Des pays comme l’Ouzbékistan utilisent la torture pour réduire au silence leurs dissidents, les opposants politiques, les défenseurs des droits humains. Nous sommes persuadés que nous pouvons faire davantage respecter les lois et les développer, comme par exemple au Nigéria. Et pour nous, ce qui est important à travers cette campagne, c’est que chacun comprenne qu’il faut qu’on se batte contre les idées reçues comme quoi la torture pourrait être utile, efficace et c’est une enquête que nous avons sorti conjointement à notre rapport qui montre que plus d’un tiers des personnes interrogées estime aujourd’hui que la torture pourrait être utile pour soutirer des informations. Or, c’est faux. Donc, on doit aller lutter contre ces stéréotypes qui encouragent, qui permettent aux États de justifier son utilisation et derrière, il faut renforcer aussi tout ce qui va être la prévention contre l’utilisation de la torture, c’est-à-dire que ce soit au moment de l’arrestation, de la garde à vue, des interrogatoires, du procès lui-même ou au-delà des conditions d’incarcération.

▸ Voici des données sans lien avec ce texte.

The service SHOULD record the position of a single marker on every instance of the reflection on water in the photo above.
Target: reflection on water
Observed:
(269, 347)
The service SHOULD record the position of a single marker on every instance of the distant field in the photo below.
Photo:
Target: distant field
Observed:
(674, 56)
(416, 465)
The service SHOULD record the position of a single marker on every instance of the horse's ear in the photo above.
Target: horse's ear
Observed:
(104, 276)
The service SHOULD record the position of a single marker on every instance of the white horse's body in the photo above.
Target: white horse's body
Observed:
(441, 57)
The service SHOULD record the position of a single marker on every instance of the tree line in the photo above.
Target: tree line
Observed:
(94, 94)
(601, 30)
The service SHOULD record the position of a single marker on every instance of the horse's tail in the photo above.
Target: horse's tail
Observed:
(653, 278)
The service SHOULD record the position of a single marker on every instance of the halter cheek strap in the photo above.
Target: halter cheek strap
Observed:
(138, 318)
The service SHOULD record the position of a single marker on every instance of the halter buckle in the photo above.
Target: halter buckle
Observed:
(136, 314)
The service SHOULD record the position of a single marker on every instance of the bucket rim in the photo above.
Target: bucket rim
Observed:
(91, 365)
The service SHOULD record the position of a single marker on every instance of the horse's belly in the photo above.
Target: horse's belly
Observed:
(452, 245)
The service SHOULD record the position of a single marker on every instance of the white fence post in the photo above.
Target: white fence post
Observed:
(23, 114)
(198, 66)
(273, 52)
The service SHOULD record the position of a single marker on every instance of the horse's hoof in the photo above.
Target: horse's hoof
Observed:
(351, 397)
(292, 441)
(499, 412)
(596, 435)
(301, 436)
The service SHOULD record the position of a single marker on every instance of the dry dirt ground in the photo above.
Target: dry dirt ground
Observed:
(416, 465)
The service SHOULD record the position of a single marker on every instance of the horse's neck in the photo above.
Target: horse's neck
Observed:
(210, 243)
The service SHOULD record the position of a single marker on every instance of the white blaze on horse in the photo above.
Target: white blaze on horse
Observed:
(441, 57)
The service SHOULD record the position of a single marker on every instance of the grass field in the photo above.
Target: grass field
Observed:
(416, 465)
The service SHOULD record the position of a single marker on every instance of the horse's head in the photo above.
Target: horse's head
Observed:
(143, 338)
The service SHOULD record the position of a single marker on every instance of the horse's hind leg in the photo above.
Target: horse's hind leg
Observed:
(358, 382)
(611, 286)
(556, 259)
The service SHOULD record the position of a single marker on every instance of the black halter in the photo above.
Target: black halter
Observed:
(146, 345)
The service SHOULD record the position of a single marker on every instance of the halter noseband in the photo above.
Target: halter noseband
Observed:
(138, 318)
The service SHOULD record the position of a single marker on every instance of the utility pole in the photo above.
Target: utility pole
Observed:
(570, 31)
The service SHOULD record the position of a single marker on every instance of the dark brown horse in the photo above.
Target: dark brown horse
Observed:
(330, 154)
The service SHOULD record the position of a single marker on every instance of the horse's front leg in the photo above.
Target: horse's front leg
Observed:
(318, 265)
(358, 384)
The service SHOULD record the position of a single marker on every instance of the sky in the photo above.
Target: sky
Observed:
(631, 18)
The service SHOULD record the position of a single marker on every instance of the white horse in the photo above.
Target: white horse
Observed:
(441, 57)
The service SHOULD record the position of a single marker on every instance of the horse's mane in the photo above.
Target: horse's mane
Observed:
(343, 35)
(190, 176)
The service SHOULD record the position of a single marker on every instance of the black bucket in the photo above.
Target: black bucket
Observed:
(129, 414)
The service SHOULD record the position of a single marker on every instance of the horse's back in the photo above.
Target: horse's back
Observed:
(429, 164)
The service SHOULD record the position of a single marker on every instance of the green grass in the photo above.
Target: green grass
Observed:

Il faut que les personnes puissent avoir accès à un avocat, à un médecin, que les aveux sous la torture ne puissent pas être utilisés, qu’il peut y avoir des institutions indépendantes ou des ONG qui puissent accéder aux lieux de détention et si possible, que les interrogatoires soient filmés. Le dernier point, c’est que malgré tout et on le voit notamment dans l’Union Européenne ou aux États-Unis, même quand les lois pour lutter contre la torture sont en place, on s’aperçoit qu’il y a toujours des cas, même s’ils sont exceptionnels. Chacun doit être combattu, chacun doit donner lieu à une enquête et à un procès et à une réparation de la victime. C’est ce que nous voulons mettre en avant parce que la lutte contre l’impunité en matière de torture est un élément majeur pour la combattre.
Vous parliez du soutien populaire à la torture qui est variable selon les pays. Ce soutien serait un peu stimulé par l’impact de certaines séries. Est-ce que vous pouvez développer ce point ?
Ce qui s’est passé, c’est que nous avons juste le rire des séries télévisées. La plus célèbre étant bien sur 24h chronos où on voyait le héros qui avait 24 heures pour retrouver une bombe. On sait très bien que la torture est plus utilisée pour faire taire que pour faire parler parce que sous la torture, on est prêt à dire n’importe quoi. Et d’ailleurs, les officiels de renseignement le disent très volontiers. Lorsque l’on torture, on ne peut pas être sûr des informations qui sont données par la personne torturée et que si on a juste une heure pour trouver une bombe, au contraire, la dernière chose à faire c’est de torturer quelqu’un parce qu’on partirait dans des pistes mais il faut faire son métier de renseignement.
Il est vrai que ces séries ont notamment fait croire aux jeunes que la torture était le moyen de combattre le terrorisme. Là, ça fait des années que rapport après rapport, Amnesty International alerte sur ce point parce que non seulement ça ne permet pas de dénoncer des réseaux terroristes ou de trouver des bombes mais en plus, le fait que des États dits démocratiques, des États dits de droit torturent, cela veut dire qu’on ne peut même pas avoir confiance en ces États de droit et cela facilite, au contraire, le recrutement par des groupes extrémistes.»